LEO - Learning Emperical Results in Query Optimization

Innovation Matters


The learning optimizer (LEO) project uses autonomic feedback loops to create a self-tuning database query optimizer. LEO self-validates and adjusts its model to improve query optimization and execution without requiring any user interaction. The goal of LEO is to reduce the total cost of owning database management systems by simplifying database administration.


Structured query language (SQL) has emerged as the industry standard for querying relational database management systems, largely because a user need only specify what data is wanted, not the details of how to access that data. A query optimizer uses a mathematical model of query execution to automatically determine the best way to access and process any given SQL query. This model is heavily dependent upon the optimizer’s estimates for the number of rows that will result at each step of the query execution plan (QEP), especially for complex queries involving many predicates and/or operations. These estimates rely upon statistics on the database and modeling assumptions that may or may not be true for a given database.

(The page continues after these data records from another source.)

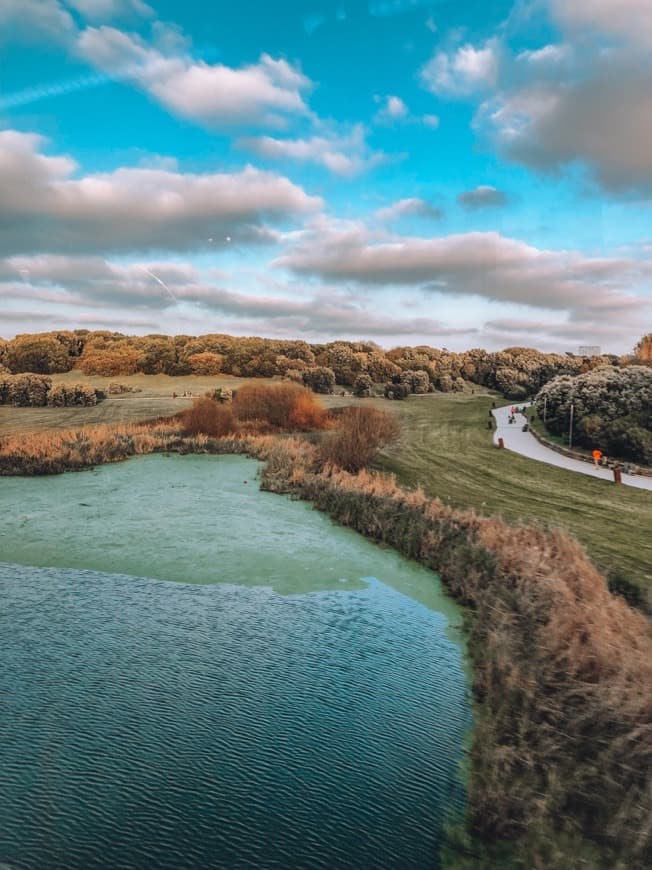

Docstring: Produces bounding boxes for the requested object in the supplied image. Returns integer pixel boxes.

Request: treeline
[0,374,106,408]
[0,408,652,868]
[535,366,652,465]
[0,329,632,401]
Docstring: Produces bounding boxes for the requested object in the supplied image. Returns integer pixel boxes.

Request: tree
[634,332,652,363]
[5,333,73,375]
[301,366,335,394]
[188,351,224,375]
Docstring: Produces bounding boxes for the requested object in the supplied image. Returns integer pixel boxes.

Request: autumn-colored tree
[301,366,335,394]
[188,351,224,375]
[79,342,138,378]
[5,333,73,375]
[634,332,652,363]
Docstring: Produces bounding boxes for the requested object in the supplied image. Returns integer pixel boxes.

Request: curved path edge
[491,404,652,492]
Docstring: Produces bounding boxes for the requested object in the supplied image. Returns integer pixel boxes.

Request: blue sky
[0,0,652,352]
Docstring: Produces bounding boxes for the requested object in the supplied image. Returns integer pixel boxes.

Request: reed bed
[0,421,652,868]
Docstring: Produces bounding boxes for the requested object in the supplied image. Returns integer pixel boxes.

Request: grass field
[372,395,652,604]
[0,372,652,606]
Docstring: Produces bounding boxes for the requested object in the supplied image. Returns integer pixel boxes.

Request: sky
[0,0,652,353]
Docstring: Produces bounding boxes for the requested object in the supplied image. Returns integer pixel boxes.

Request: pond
[0,456,471,870]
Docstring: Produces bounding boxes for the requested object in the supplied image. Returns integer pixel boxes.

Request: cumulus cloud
[77,26,311,127]
[0,0,76,43]
[275,218,652,317]
[375,94,410,123]
[550,0,652,47]
[65,0,156,21]
[0,130,322,254]
[419,39,499,96]
[374,197,443,223]
[236,124,386,177]
[477,52,652,190]
[457,184,508,209]
[0,255,476,339]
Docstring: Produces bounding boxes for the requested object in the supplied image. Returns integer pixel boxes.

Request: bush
[206,387,233,405]
[181,398,236,438]
[321,407,400,474]
[0,374,52,408]
[353,374,374,399]
[233,382,326,430]
[5,333,73,375]
[535,366,652,464]
[188,351,224,375]
[301,366,335,394]
[384,382,410,401]
[47,384,98,408]
[79,343,138,378]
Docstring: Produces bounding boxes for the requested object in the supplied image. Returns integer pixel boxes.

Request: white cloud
[276,218,652,317]
[65,0,156,21]
[375,94,410,123]
[550,0,652,47]
[476,51,652,190]
[236,124,385,177]
[0,130,322,254]
[374,197,443,223]
[419,39,499,96]
[0,0,76,43]
[457,184,508,208]
[78,26,311,127]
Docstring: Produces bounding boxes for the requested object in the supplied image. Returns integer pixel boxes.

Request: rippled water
[0,457,470,868]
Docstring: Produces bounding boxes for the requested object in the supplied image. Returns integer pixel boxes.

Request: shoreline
[0,425,652,867]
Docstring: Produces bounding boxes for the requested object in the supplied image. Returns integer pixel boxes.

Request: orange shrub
[322,407,400,473]
[181,398,236,438]
[233,383,326,430]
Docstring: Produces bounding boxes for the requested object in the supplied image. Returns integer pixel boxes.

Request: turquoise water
[0,457,470,870]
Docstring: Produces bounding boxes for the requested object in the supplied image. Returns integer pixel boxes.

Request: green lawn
[0,372,652,607]
[372,395,652,604]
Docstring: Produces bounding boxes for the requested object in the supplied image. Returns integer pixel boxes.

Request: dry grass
[233,383,327,432]
[321,406,400,472]
[180,398,237,438]
[0,400,652,868]
[264,444,652,867]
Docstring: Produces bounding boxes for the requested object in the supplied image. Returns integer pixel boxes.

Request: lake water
[0,456,471,870]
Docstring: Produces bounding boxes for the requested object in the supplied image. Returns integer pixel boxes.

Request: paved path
[491,405,652,491]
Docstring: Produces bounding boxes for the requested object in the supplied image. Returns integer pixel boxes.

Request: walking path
[491,405,652,491]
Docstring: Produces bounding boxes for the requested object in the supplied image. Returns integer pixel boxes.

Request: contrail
[140,266,179,305]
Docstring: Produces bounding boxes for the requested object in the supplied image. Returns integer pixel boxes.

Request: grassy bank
[0,420,652,868]
[378,395,652,607]
[0,372,652,609]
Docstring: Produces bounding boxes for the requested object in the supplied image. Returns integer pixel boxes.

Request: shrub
[400,369,430,395]
[322,407,400,473]
[301,366,335,394]
[5,333,73,375]
[106,381,142,396]
[384,382,410,401]
[233,382,326,430]
[47,384,99,408]
[353,374,374,399]
[206,387,233,405]
[79,342,138,378]
[180,397,236,438]
[0,374,52,408]
[188,351,224,375]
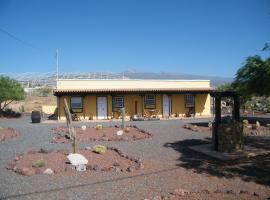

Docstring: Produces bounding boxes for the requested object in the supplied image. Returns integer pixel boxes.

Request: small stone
[125,127,130,133]
[226,190,233,194]
[214,189,222,193]
[101,137,109,141]
[184,124,190,129]
[113,167,121,173]
[135,163,144,170]
[253,192,259,197]
[152,196,162,200]
[127,166,135,172]
[239,190,249,194]
[39,148,48,153]
[139,163,144,169]
[67,153,88,166]
[116,130,124,136]
[21,168,35,176]
[85,146,92,151]
[43,168,54,174]
[113,161,120,167]
[92,165,100,171]
[173,189,190,196]
[75,165,86,172]
[201,189,210,194]
[247,153,256,158]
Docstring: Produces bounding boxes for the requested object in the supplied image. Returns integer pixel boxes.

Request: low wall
[42,105,57,115]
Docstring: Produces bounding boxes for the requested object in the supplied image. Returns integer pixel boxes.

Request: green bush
[93,145,107,154]
[243,119,248,125]
[32,159,46,168]
[96,124,102,130]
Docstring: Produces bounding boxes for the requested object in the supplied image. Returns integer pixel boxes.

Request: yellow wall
[171,94,186,117]
[195,94,211,116]
[59,94,210,120]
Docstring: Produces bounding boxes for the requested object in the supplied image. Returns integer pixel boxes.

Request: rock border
[51,125,153,143]
[0,128,20,142]
[6,147,144,176]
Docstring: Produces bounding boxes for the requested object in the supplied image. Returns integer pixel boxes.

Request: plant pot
[31,111,41,123]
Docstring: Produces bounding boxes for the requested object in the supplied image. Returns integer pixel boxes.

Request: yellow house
[54,79,213,120]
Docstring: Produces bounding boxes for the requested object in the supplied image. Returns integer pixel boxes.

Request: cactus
[93,145,107,154]
[32,159,46,168]
[96,124,102,130]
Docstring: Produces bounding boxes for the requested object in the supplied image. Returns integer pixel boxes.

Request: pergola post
[212,95,221,151]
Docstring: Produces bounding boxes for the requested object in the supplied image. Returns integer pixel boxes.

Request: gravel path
[0,117,270,200]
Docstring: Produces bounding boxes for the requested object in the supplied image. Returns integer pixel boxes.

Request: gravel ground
[0,117,270,200]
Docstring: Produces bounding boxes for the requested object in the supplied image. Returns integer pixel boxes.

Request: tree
[232,56,270,97]
[0,76,25,116]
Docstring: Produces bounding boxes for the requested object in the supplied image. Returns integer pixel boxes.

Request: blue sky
[0,0,270,77]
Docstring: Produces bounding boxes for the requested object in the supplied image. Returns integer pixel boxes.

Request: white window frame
[70,97,83,109]
[184,94,195,108]
[112,96,124,110]
[144,94,156,109]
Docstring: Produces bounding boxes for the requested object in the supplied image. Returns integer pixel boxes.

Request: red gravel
[0,128,19,142]
[183,123,270,136]
[7,148,143,176]
[147,189,261,200]
[53,126,152,143]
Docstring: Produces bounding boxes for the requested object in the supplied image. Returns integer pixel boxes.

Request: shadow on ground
[164,137,270,186]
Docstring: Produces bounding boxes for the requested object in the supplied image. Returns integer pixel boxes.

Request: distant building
[54,79,213,120]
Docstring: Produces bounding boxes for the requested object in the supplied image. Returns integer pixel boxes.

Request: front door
[97,97,107,119]
[162,94,171,117]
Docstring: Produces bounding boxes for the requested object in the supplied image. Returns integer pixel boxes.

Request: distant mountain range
[2,71,233,87]
[120,71,233,87]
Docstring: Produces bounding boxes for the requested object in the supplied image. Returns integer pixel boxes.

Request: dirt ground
[0,116,270,200]
[7,148,143,176]
[0,128,19,142]
[53,126,152,143]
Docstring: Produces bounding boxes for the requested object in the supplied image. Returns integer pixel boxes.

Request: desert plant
[32,159,46,168]
[93,145,107,154]
[2,108,21,118]
[0,76,25,116]
[124,127,130,133]
[96,124,102,130]
[243,119,248,125]
[19,106,25,112]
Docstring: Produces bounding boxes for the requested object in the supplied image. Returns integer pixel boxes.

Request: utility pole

The goal of the LEO (Learning Optimizer) project is to develop an autonomic query optimizer that automatically self-validates its model without requiring any user interaction to repair incorrect statistics or cardinality estimates. By monitoring queries as they execute, the autonomic optimizer compares the optimizer’s estimates with actuals at each step in a QEP, and then computes adjustments to its estimates that may be used during future optimizations of similar queries. Moreover, estimation errors can also trigger re-optimization of a query in mid-execution. The autonomic refinement of the optimizer’s model can result in a reduction of query execution time by orders of magnitude at negligible additional run-time cost. Database users will benefit from LEO by reduced administration time, fewer problem queries, and overall improved query performance with increased robustness and predictability of query response times.

LEO
The LEO Feedback Loop

The LEO feedback loop is comprised of four steps: monitoring, analysis, feedback and feedback exploitation. The monitoring component saves at query compilation time the cardinality estimates derived by the optimizer for the best (i.e., least-cost) plan, and during query execution saves the actual cardinalities observed for that plan. The analysis component uses the monitored information to identify modeling errors and compute corrective adjustments. This analysis is a standalone process that may be run separately from the database server, possibly on another system. The feedback component modifies the catalog statistics of the database according to the learned information. The exploitation component closes the feedback loop by using the learned knowledge in the system catalog to provide adjustments to the query optimizer’s cardinality estimates.

The four components can operate independently, but form a consecutive sequence that constitutes a continuous learning mechanism by incrementally capturing plans, monitoring their execution, analyzing the monitor output, and adjusting the optimizer's model with the learned knowledge. In addition to using query feedback to reactively adjust the model for future queries, the LEO project considers progressive optimization to re-optimize a query on the fly whenever significant modeling errors are detected, as well as proactive correlation detection through sampling to bootstrap the Learning Optimizer.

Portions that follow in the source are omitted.